Shirtfronted Part 4 seem Abbott had a fetish for using the armed forces
When the disaster occurred, Abbott convened cabinet's national security committee, which was to meet an extraordinary 18 times over the next three weeks as Abbott conducted Australia's response to the shooting down.
"He was magnificent," said a senior minister on the committee. "There was some reluctance by some of the agencies to really fully commit and Abbott, almost physically, had to move them to do what needed to be done." In the end, the recovery operation, a risky one in a combat zone, went smoothly.
But most of the officials involved thought Abbott guilty, at least in the initial few days, of recklessness in his early effort to mobilise a force of 1000 armed troops to the crash site.

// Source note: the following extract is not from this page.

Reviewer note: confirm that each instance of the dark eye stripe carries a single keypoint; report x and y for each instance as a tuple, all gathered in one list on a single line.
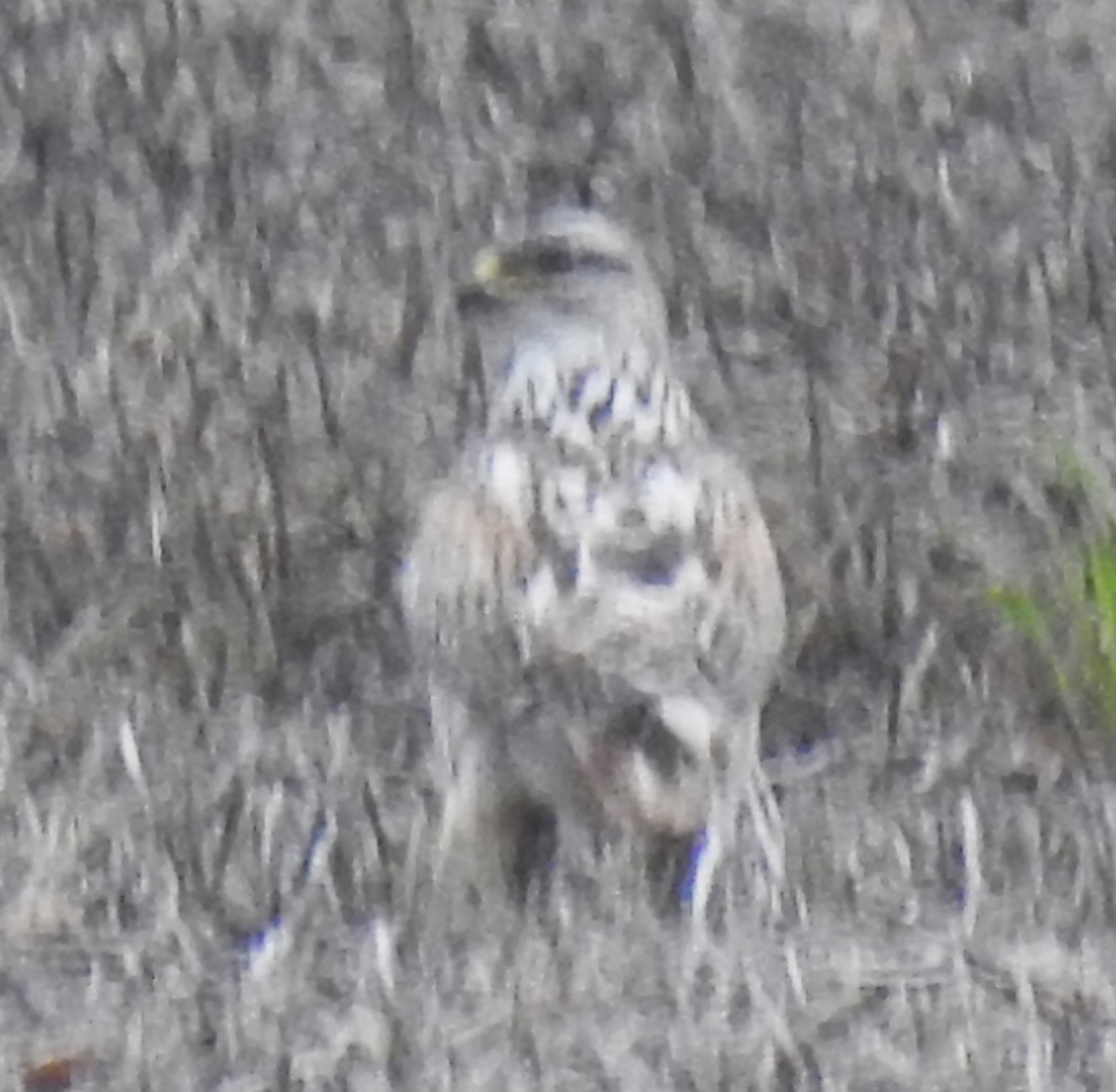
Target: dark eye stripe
[(552, 260)]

In the earliest days, when it seemed the Russian-backed rebels who had control of the site were not going to allow the Dutch and Australian governments to retrieve their dead, Abbott and his Dutch counterpart discussed the idea of sending an armed force to Ukraine. The troops would confront any interference.

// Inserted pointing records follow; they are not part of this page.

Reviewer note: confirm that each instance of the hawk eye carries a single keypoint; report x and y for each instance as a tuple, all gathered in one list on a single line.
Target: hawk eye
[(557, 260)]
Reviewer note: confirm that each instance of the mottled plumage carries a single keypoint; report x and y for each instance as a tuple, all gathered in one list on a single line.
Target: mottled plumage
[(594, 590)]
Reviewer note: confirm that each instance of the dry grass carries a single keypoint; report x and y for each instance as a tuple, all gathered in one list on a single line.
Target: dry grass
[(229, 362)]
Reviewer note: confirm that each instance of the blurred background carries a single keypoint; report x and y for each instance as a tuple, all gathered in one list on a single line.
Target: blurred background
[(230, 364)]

Abbott wanted Australia to contribute a force of 1000, as a matter of urgency. Without the force, there was no guarantee that the site could be secured, remains of the dead recovered and a proper crash investigation carried out.
The idea was adamantly opposed by all the defence and security and intelligence agencies involved, and their cabinet ministers.

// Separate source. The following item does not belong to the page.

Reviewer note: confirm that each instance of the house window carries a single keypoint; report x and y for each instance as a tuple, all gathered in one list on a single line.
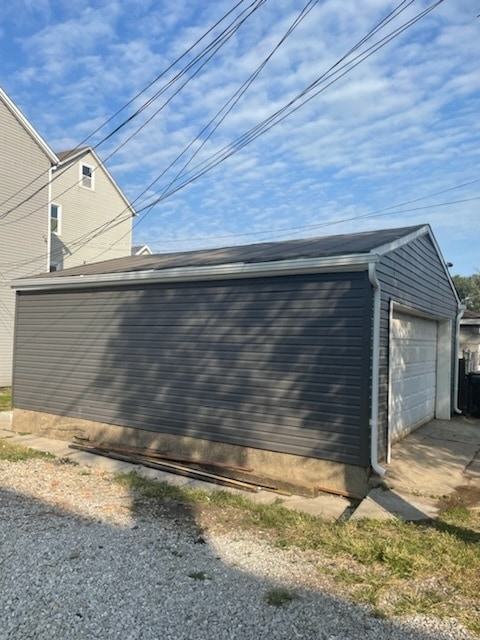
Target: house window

There were three main objections. First was simple logistics. Defence said that it would take a couple of weeks to get 1000 properly equipped and supported troops to Ukraine, too slow to usefully secure the site against interference.
Second was that Ukraine would have to grant permission to allow a foreign army on its soil, another source of unpredictable delay.
Third was the biggest. The risk that Australia's troops could become entangled in a war with the Russian-backed rebel force was real, and was too great.
The mission was to retrieve bodies, not save lives. "It was overwhelmingly a national tragedy, not a national security crisis," one official pointed out. "Abbott was treating it as a national security crisis."
Did Australia really want to find itself entangled in a hot war with Russia by accident in defence of no one?
Abbott insisted the troops be deployed. The heads of the agencies and ministers spent two days talking him out of it. Opposing Abbott were the chief of the defence force, the secretary of the Defence Department, the overseas spy agency ASIS, the Australian Federal Police, the domestic spy agency ASIO, the Department of Foreign Affairs, as well as all the cabinet ministers with responsibility for these agencies – Defence Minister David Johnston, Attorney-General George Brandis and Foreign Affairs Minister Julie Bishop.
Even the secretary of Abbott's own department, Michael Thawley of the Department of Prime Minister and Cabinet, was opposed.
Rounding out the solid wall of opposition to Abbott was the Deputy Prime Minister and leader of the National Party, Warren Truss.
The prime minister was isolated but undaunted. "He was quite narky to the chief of the defence force [Air Chief Marshal Mark Binskin], implying he was being less than helpful," said a participant.